Wall Street’s main indexes closed lower on Wednesday after closing at more than three-month highs yesterday, with investors turning their attention today to minutes of the last meeting of the Federal Reserve (July 26 and 27) in an attempt to gauge the central bank’s next moves.
The minutes showed that some Fed officials estimated that interest rates should remain at “sufficiently restrictive levels” for “some time” in order to control inflation.
At the same time, some officials expressed concern about the “significant risk” that higher inflation could take hold if the public begins to question the central bank’s resolve to raise interest rates to rein in inflation.
On the other hand, “many” Fed officials expressed concern about the risk that the central bank’s monetary policy tightening could turn out to be too much.
“Many” officials noted the risk that the Fed “could end up tightening policy direction more than necessary to restore price stability.”
Expectations of a more dovish stance by the Fed on policy tightening combined with a strong quarter of corporate results helped indexes rebound from June lows and climb to more than three-month highs at Tuesday’s close.
Indicators – Statistics
On the board, the Dow Jones lost 171.69 points, or -0.50%, to close at 33,980.32, while the S&P 500 fell 31.16 points, or -0.72%, to 4,274.04. The tech Nasdaq lost 164.43 points, or -1.25%, to 12,938.12.
Of the 30 stocks that make up the Dow Jones industrial index, eight closed with a positive sign and 22 with a negative. IBM was the biggest gainer with gains of $1.23 or 0.90% to close at $137.79, followed by Apple at $174.55 with an increase of 0.88% and Chevron with gains of 0.82 % to $157.70
Biggest losers were Boeing (-2.84%), Walgreens Boots Alliance (-2.78%) and 3M (-1.88%).
On the earnings front, after better-than-estimated earnings from Walmart and Home Depot on Tuesday, Target and Lowe’s followed today, with the former failing to meet market expectations. Lowe’s, for its part, warned about its sales performance this year, citing the impact of high inflation on consumer spending power.
At the end of the day, retail sales were flat in July, mainly due to lower gasoline prices and fewer new vehicle sales. The average estimate of analysts in a Reuters poll was for a slight rise of 0.1 percent.

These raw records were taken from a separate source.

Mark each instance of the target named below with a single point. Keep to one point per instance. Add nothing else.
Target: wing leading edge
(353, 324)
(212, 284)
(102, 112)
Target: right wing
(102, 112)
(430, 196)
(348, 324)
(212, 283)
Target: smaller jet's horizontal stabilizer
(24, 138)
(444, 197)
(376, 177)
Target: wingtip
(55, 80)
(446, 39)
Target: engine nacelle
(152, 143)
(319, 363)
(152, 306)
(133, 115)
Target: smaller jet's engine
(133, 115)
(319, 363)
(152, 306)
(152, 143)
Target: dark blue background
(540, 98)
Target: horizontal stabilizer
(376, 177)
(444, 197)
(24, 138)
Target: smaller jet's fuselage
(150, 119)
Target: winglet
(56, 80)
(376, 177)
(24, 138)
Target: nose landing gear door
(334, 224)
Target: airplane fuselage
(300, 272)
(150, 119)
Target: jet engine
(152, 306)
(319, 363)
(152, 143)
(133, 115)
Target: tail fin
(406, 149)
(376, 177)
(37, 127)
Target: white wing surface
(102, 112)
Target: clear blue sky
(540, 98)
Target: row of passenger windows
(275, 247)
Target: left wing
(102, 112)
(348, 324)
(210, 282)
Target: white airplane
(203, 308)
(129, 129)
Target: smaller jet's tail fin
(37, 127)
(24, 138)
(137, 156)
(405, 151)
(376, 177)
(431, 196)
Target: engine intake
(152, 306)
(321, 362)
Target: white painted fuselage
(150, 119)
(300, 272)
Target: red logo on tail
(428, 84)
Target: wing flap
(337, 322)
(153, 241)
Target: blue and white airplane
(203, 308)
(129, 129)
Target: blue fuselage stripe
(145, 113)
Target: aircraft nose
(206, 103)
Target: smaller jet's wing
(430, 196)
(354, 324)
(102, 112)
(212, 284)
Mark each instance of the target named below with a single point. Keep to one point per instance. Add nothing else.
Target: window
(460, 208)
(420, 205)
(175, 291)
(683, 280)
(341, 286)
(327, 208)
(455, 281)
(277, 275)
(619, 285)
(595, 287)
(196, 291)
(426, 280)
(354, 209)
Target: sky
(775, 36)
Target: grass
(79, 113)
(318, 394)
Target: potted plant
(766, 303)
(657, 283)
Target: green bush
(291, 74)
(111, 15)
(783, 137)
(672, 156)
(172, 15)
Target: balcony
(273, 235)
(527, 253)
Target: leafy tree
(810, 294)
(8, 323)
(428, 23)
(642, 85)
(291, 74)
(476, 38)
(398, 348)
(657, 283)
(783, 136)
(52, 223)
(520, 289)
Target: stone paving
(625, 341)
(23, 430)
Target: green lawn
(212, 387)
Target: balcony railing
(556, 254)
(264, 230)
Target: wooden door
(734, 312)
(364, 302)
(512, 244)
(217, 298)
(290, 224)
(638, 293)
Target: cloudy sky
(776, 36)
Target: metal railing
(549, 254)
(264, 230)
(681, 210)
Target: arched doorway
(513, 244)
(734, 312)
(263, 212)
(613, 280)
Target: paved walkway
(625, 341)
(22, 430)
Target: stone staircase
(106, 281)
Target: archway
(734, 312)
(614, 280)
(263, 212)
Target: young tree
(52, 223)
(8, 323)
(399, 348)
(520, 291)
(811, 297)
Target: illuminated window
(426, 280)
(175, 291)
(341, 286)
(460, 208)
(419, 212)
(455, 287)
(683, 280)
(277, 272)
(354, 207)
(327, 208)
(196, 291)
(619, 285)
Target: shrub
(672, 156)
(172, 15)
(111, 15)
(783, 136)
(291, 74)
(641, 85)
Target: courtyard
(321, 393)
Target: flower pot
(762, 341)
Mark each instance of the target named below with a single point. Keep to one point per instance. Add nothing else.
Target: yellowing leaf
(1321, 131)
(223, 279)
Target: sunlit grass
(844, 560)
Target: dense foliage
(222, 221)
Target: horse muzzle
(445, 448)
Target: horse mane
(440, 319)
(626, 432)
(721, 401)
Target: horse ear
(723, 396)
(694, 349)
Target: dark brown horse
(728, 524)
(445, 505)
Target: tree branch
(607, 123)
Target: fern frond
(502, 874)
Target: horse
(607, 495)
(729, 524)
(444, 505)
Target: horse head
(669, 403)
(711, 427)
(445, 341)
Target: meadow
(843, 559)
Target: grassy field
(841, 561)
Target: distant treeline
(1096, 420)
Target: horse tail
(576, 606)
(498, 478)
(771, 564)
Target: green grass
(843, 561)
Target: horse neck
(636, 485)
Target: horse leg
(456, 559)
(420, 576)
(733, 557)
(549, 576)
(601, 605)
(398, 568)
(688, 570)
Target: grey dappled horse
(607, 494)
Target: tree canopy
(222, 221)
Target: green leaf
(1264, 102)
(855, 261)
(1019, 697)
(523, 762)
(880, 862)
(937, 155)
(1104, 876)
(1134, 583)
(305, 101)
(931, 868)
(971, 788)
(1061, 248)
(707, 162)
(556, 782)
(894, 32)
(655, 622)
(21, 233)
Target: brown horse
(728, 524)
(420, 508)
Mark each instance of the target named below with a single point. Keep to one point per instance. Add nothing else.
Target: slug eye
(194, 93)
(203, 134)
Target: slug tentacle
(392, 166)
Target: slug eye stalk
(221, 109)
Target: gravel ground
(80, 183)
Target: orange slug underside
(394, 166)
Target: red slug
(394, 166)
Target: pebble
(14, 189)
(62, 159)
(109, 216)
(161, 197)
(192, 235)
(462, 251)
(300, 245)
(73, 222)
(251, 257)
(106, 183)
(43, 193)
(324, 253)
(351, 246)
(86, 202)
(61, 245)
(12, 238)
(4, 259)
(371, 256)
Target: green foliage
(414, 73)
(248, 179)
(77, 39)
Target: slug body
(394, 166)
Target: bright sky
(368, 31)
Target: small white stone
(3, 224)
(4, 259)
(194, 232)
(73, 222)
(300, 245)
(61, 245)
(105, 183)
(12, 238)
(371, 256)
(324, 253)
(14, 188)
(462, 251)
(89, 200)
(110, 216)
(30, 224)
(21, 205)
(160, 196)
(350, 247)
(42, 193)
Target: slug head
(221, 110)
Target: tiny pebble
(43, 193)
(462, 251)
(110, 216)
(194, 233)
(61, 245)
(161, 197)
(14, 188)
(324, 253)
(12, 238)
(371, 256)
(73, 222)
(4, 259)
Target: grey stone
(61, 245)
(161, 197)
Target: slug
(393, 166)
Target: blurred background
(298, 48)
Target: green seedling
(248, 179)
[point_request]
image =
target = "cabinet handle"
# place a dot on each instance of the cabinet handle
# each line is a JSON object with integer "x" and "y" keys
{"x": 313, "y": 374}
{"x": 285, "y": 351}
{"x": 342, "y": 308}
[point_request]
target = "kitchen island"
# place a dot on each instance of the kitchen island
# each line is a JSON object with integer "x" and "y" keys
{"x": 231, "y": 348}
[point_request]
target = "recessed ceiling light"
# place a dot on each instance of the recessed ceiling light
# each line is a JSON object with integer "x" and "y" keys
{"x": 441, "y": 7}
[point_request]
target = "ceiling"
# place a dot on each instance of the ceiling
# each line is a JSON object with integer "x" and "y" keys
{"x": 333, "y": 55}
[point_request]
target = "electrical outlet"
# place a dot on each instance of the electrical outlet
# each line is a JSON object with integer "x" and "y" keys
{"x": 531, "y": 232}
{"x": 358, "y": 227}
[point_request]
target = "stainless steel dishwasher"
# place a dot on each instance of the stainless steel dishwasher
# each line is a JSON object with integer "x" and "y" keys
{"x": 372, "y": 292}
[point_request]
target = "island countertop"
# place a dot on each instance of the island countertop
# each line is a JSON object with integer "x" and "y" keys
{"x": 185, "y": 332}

Excluding autos, retail sales rose 0.4% in July, while excluding autos and fuel they climbed 0.7%.
At the same time, there was a large increase in the inventories of American companies in June despite the strengthening of sales, as shown by the data announced by the US Department of Commerce.
Specifically, inventories rose 1.4% after rising 1.6% in May, confirming analysts’ estimates. On an annual basis, inventories increased by 18.5%.
Sales meanwhile rose 1.3% in June after rising 1.0% in May. At June’s sales rate, it will take 1.3 months for businesses to clear their shelves.